Home > Database > Equitable, effective, and feasible approaches for a prospective fossil fuel transition
Arthur Rempel and Joyeeta Gupta (2021)
This paper canvasses 28 approaches to leaving fossil fuels underground (‘LFFU’) from literature on LFFU policies, and evaluates them based on posited criteria of “effectiveness, equitability, feasibility”. The paper considers LFFU policies as those with the “explicit” objective of tackling climate change that “may directly or indirectly diminish fossil fuel production or consumption”. Its cost-effectiveness criterion considers the monetary and non-monetary costs of an approach. Equitability concerns winners and losers of each approach, including in relation to stranded assets. Feasibility assesses any potential resistance to the policy.
The 28 approaches discussed in the paper constituted: economic approaches (e.g. fossil fuel production/extraction taxes, Border Adjustment Taxes, tradeable production quotas and subsidies); regulatory approaches (e.g. efficiency standards, environmental impact assessments, and bans and moratoria), and ‘other’ approaches (e.g. litigation, finance swaps, and divestment, blockages).

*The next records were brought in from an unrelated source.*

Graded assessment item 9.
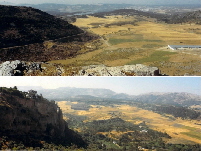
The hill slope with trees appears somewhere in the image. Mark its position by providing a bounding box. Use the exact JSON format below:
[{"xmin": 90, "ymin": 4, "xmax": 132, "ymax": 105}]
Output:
[{"xmin": 0, "ymin": 87, "xmax": 87, "ymax": 149}]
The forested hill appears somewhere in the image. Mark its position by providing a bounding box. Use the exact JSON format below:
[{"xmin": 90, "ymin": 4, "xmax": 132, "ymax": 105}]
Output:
[
  {"xmin": 0, "ymin": 87, "xmax": 86, "ymax": 150},
  {"xmin": 0, "ymin": 5, "xmax": 83, "ymax": 48}
]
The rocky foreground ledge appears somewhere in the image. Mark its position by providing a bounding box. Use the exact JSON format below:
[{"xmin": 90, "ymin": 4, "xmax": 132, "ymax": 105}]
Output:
[{"xmin": 76, "ymin": 64, "xmax": 161, "ymax": 76}]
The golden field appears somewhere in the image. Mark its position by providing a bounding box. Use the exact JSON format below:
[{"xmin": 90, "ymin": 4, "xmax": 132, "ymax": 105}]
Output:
[
  {"xmin": 58, "ymin": 101, "xmax": 201, "ymax": 144},
  {"xmin": 48, "ymin": 15, "xmax": 201, "ymax": 76}
]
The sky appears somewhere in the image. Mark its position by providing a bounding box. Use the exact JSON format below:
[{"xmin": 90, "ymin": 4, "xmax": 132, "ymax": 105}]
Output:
[
  {"xmin": 0, "ymin": 76, "xmax": 201, "ymax": 95},
  {"xmin": 0, "ymin": 0, "xmax": 201, "ymax": 4}
]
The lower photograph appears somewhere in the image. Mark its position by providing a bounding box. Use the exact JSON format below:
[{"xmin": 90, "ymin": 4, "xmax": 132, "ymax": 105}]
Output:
[{"xmin": 0, "ymin": 76, "xmax": 201, "ymax": 151}]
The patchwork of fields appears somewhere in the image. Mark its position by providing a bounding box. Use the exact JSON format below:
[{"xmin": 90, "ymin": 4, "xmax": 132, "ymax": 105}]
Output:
[
  {"xmin": 58, "ymin": 101, "xmax": 201, "ymax": 144},
  {"xmin": 48, "ymin": 15, "xmax": 201, "ymax": 76}
]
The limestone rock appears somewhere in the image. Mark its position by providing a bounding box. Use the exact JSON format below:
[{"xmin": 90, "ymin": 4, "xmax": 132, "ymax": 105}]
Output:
[
  {"xmin": 77, "ymin": 64, "xmax": 161, "ymax": 76},
  {"xmin": 0, "ymin": 60, "xmax": 42, "ymax": 76}
]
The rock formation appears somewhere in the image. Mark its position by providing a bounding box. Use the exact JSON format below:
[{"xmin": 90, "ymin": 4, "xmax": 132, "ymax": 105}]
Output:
[
  {"xmin": 0, "ymin": 60, "xmax": 42, "ymax": 76},
  {"xmin": 0, "ymin": 88, "xmax": 86, "ymax": 147},
  {"xmin": 77, "ymin": 64, "xmax": 161, "ymax": 76}
]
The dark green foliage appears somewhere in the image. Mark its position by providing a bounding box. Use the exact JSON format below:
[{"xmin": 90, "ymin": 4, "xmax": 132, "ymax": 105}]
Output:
[
  {"xmin": 0, "ymin": 86, "xmax": 25, "ymax": 98},
  {"xmin": 0, "ymin": 6, "xmax": 83, "ymax": 48}
]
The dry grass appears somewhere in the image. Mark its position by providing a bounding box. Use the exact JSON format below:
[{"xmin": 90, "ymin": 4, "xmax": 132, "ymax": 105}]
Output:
[
  {"xmin": 44, "ymin": 16, "xmax": 201, "ymax": 76},
  {"xmin": 58, "ymin": 102, "xmax": 201, "ymax": 143}
]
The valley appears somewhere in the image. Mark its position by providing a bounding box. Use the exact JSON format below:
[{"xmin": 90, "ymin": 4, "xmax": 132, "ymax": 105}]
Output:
[
  {"xmin": 58, "ymin": 101, "xmax": 201, "ymax": 149},
  {"xmin": 0, "ymin": 5, "xmax": 201, "ymax": 76},
  {"xmin": 51, "ymin": 15, "xmax": 201, "ymax": 76},
  {"xmin": 0, "ymin": 82, "xmax": 201, "ymax": 151}
]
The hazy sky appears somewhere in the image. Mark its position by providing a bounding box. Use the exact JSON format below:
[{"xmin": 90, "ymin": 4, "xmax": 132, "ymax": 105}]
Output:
[
  {"xmin": 0, "ymin": 77, "xmax": 201, "ymax": 95},
  {"xmin": 0, "ymin": 0, "xmax": 201, "ymax": 4}
]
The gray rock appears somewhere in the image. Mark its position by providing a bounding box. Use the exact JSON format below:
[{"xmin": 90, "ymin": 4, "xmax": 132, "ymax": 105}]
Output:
[{"xmin": 0, "ymin": 60, "xmax": 42, "ymax": 76}]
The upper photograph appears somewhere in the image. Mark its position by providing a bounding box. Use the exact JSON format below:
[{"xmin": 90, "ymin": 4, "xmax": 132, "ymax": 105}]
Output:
[{"xmin": 0, "ymin": 0, "xmax": 201, "ymax": 76}]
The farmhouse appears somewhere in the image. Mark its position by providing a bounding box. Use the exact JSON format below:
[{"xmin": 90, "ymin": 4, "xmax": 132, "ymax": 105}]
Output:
[{"xmin": 168, "ymin": 45, "xmax": 201, "ymax": 50}]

In relation to bans and moratoria specifically, the paper recognises such measures as environmentally effective and cost-effective, although recognises that such measures may be less feasible than others given the opportunity costs to governments and corporate actors. In relation to effective environmental impact assessments, the paper notes information must be full and transparent and should be accompanied by a “rigid upper cap” on fossil fuel production.
After evaluating each measure against the three criteria, the paper concludes that twelve of 28 approaches are environmentally effective, and are predominantly regulatory approaches and supply-side approaches. It suggests that each approach is subject to complications such as carbon leakage and green paradoxes, reinforcing the need for global, coordinated efforts, suggesting a supply-side treaty is needed.
The paper supports supply-side policies, in particular bans on fossil fuel projects, as being a particularly effective LFFU policy measure based on the paper’s criteria. This supports a decision to reject a fossil fuel project on legitimate policy grounds, as the paper indicates it may be more effective than other demand-side or economic supply-side policies at achieving climate mitigation ends.